In Costiera Amalfitana gli imprenditori turistici di ogni tipo attendono la Zona a Traffico Limitato Territoriale. Quest’anno, tuttavia, è ancora in vigore la disciplina delle targhe alterne. La situazione è ancora sostenibile?
“C’è meno traffico sulla Costiera, e ciò non è dovuto all’ordinanza sulle targhe alterne. E’ dovuto semplicemente al fatto che ci siano meno auto e meno autobus: ciò a dimostrazione che, come ho detto recentemente, si cerca in Costiera Amalfitana di fare entrare due litri d’acqua in una bottiglia che può contenerne soltanto uno. Spiace dirlo, ma finché non si prenderanno provvedimenti per il contingentamento del traffico, a favore dei residenti, la situazione non cambierà. Siccome non c’è la possibilità di costruire parcheggi lungo la Statale, in quanto permessi per costruire non se ne assegnano, finché il problema non si affronta in maniera organica, non basterà introdurre semafori e targhe alterne. Il traffico continuerà ad essere sempre bloccato”.
Salerno città è un caso a parte: gli alberghi sono in nettissima minoranza rispetto alle strutture alberghiere. Forse ancor più rispetto a quanto accade in altre importanti località turistiche della regione e della stessa provincia.
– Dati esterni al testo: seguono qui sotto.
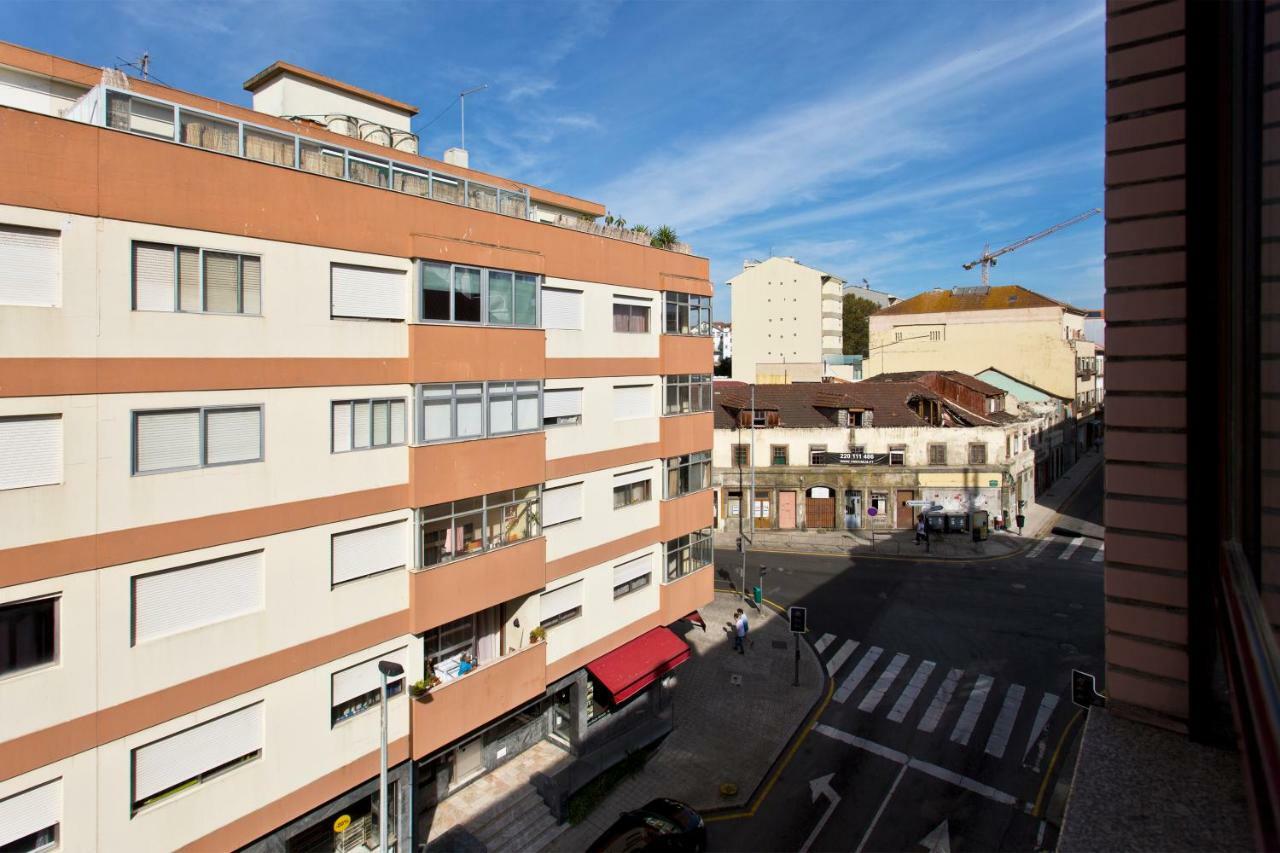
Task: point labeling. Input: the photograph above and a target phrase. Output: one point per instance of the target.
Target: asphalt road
(950, 696)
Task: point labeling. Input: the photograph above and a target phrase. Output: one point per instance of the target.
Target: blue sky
(878, 140)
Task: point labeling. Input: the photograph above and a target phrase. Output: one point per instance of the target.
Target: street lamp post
(387, 670)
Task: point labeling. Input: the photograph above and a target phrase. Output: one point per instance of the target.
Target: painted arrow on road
(821, 787)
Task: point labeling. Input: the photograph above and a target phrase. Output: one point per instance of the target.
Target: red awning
(630, 669)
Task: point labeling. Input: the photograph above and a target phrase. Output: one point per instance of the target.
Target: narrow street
(950, 696)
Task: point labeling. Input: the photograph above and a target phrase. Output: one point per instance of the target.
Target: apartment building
(282, 400)
(856, 455)
(785, 314)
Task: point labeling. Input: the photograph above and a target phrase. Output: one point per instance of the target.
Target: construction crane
(988, 258)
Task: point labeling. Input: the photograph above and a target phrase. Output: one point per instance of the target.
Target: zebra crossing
(967, 706)
(1074, 548)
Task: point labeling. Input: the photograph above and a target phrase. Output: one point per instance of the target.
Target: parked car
(659, 825)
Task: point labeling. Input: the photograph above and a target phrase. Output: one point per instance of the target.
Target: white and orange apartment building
(280, 398)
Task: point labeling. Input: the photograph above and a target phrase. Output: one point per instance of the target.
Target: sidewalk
(720, 694)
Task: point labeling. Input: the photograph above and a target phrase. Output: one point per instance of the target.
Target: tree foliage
(856, 323)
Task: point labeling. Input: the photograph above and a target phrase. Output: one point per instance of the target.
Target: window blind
(632, 401)
(154, 278)
(364, 678)
(366, 292)
(30, 265)
(233, 434)
(181, 600)
(368, 551)
(562, 309)
(167, 439)
(562, 503)
(31, 451)
(632, 569)
(558, 601)
(627, 478)
(31, 811)
(164, 763)
(562, 402)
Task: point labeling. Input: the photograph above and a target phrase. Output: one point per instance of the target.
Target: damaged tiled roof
(976, 299)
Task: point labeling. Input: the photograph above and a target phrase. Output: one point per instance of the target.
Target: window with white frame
(458, 293)
(188, 597)
(181, 438)
(30, 820)
(28, 634)
(368, 551)
(31, 451)
(359, 688)
(195, 281)
(562, 503)
(632, 575)
(686, 393)
(632, 401)
(462, 528)
(561, 605)
(688, 314)
(365, 292)
(562, 309)
(562, 406)
(476, 409)
(364, 424)
(31, 261)
(688, 473)
(632, 487)
(689, 553)
(195, 756)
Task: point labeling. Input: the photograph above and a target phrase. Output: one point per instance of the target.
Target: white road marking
(883, 683)
(880, 811)
(839, 658)
(912, 692)
(859, 673)
(915, 763)
(940, 701)
(1042, 716)
(1066, 552)
(999, 738)
(972, 711)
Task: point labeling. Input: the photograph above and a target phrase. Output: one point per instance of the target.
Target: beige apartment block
(785, 314)
(282, 400)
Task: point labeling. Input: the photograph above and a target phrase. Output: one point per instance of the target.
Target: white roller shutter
(31, 811)
(366, 292)
(632, 401)
(368, 551)
(167, 439)
(627, 478)
(30, 264)
(233, 436)
(31, 451)
(164, 763)
(179, 600)
(562, 402)
(362, 678)
(562, 503)
(562, 309)
(632, 569)
(341, 427)
(154, 273)
(558, 601)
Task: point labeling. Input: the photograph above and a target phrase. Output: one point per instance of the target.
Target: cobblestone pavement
(734, 716)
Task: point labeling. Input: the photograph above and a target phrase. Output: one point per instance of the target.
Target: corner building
(279, 400)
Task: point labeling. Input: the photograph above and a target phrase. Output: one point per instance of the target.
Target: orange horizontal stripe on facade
(64, 739)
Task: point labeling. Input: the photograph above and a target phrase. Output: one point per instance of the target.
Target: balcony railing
(119, 109)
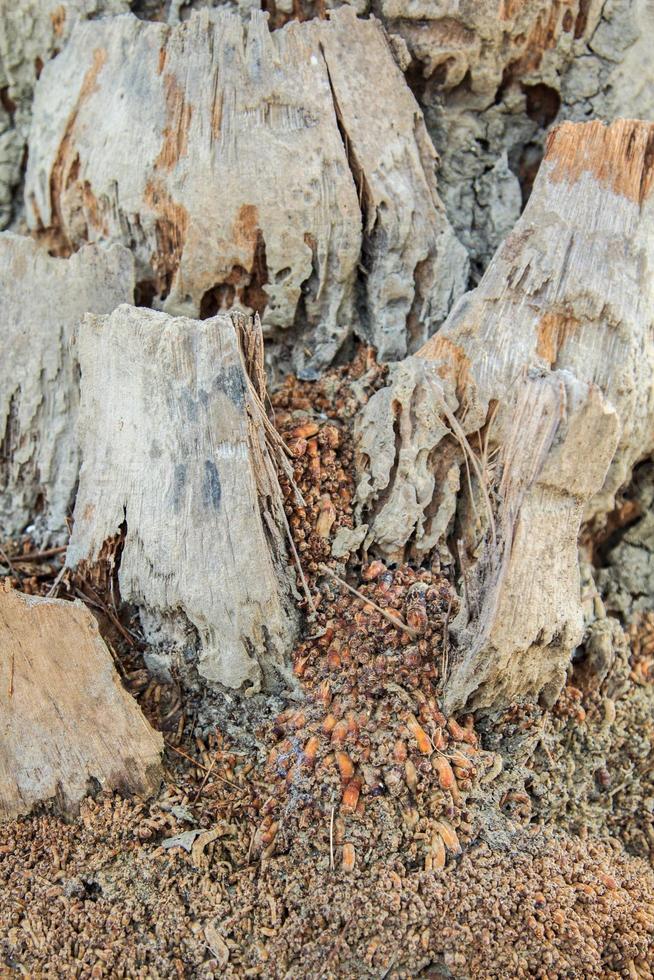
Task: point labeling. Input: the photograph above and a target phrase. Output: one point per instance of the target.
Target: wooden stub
(563, 317)
(41, 302)
(67, 725)
(174, 448)
(286, 173)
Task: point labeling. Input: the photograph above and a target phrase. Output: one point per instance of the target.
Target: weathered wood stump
(42, 300)
(286, 173)
(174, 452)
(537, 396)
(67, 723)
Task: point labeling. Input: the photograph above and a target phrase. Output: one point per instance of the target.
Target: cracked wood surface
(566, 306)
(68, 725)
(173, 447)
(41, 302)
(289, 174)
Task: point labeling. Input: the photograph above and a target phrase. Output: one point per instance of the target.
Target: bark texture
(174, 450)
(67, 723)
(31, 32)
(546, 371)
(41, 302)
(174, 141)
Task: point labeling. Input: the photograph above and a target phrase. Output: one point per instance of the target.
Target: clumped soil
(353, 830)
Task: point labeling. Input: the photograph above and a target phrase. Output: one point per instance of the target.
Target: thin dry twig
(391, 619)
(40, 555)
(204, 781)
(331, 840)
(7, 560)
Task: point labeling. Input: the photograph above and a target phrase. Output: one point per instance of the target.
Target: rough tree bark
(176, 451)
(290, 173)
(537, 392)
(41, 302)
(173, 141)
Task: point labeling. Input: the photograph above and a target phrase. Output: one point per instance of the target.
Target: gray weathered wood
(544, 375)
(287, 173)
(67, 723)
(173, 447)
(41, 302)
“La situazione è particolare: la maggior parte dei posti letto, da anni, è ubicata in strutture extra-alberghiere. Già durante il mio mandato da presidente di Federalberghi presi atto di questa numerosità, e quando l’associazione diede vita al sindacato dell’extra-alberghiero la richiesta di adesione della provincia di Salerno fu la terza ad essere presentata. Ritenni opportuno fare ciò proprio alla luce della grande disponibilità di strutture di questo tipo a dare ospitalità ai turisti nella nostra città. E’ ovvio che il problema sorge nel momento in cui alcuni B&B lo sono soltanto sulla carta ma, nei fatti, assumono le funzioni proprie di un albergo. Certamente c’è una differenza rispetto alle strutture alberghiere: nel B&B ci si aspetta servizi più autentici, familiari, alla mano. I B&B sono nati proprio con una mission differente. Ma oggi, in molti casi, queste strutture hanno cambiato radicalmente la propria natura: in molti casi il check in viene fatto senza alcun contatto con i proprietari. E così facendo stanno, progressivamente, e in molti casi, perdendo la propria autenticità”.